Abstract

This article explores the early collaborations of John Cage and Merce Cunningham, in which music and dance were united structurally and in expressive intent. Drawing on unexamined archival materials, I begin by highlighting the thematic content of the earliest Cage-Cunningham collaborations, Credo in Us (1942) and Four Walls (1944), of Cunningham's (rather than Martha Graham's) choreography for the Revivalist's solo in Appalachian Spring (1944), and of Cage's The Perilous Night (1943–44), premiered at the couple's debut concert. These works all portray a conflict between sexual desire and social conformity through marriage, a theme of pressing import as Cage left his wife to become Cunningham's partner. I then elucidate the programmatic nature of the first and last works that Cunningham choreographed to the music of Satie, Idyllic Song (1944) and Second Hand (1970), both of which use Cage's arrangements for piano of Satie's Socrate.
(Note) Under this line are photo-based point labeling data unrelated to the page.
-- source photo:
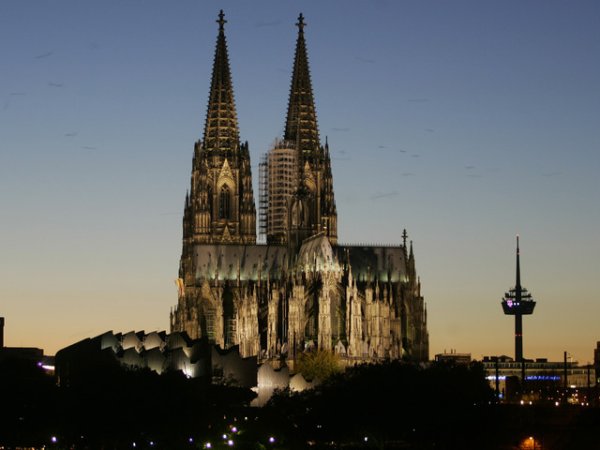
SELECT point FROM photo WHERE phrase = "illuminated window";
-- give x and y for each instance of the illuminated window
(225, 203)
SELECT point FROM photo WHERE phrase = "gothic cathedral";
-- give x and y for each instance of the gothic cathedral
(300, 290)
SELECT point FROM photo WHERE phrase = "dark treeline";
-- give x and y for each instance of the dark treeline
(393, 405)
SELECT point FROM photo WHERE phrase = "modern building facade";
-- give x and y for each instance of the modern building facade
(301, 289)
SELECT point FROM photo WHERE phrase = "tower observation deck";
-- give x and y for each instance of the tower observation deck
(518, 302)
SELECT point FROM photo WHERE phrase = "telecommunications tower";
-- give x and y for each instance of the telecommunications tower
(518, 302)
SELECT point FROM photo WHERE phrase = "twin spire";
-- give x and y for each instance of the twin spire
(221, 131)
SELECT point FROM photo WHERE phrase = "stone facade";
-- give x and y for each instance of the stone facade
(301, 290)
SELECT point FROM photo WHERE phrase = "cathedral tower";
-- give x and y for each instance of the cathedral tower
(220, 205)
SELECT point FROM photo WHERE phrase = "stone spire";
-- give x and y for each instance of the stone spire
(221, 130)
(301, 122)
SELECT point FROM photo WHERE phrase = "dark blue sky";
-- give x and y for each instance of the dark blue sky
(465, 122)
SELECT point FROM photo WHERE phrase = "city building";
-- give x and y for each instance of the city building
(453, 357)
(156, 351)
(301, 289)
(535, 380)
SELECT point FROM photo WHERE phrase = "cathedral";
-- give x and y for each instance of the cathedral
(297, 289)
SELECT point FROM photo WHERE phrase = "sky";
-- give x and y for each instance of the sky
(466, 123)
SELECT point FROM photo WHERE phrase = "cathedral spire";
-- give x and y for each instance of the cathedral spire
(301, 122)
(221, 130)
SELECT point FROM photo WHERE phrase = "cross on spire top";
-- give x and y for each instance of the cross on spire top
(221, 20)
(301, 23)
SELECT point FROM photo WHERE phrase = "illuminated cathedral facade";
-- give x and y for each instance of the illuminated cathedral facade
(300, 290)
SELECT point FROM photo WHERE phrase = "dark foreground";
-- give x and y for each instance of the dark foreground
(392, 406)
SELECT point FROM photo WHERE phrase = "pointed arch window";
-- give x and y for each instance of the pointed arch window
(225, 203)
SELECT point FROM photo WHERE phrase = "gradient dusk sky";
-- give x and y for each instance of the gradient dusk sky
(465, 122)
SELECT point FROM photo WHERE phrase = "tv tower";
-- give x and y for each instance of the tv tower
(518, 302)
Placing Cunningham's personal choreographic notes in dialogue with my own observation of rehearsals and performances, I suggest that Second Hand dramatizes not only the Socratic texts set in Satie's score but also the couple's relationship and their earlier dependence on and subsequent rejection of personal expression, a rejection that heightened their status within the postwar avant-garde. Instead of dismissing the collaborations of the 1940s as “early” or “anomalous,” I suggest that they are fundamental to understanding how Cage and Cunningham's relationship prior to their de facto marriage led to one of the most productive divorces in the history of artistic collaboration.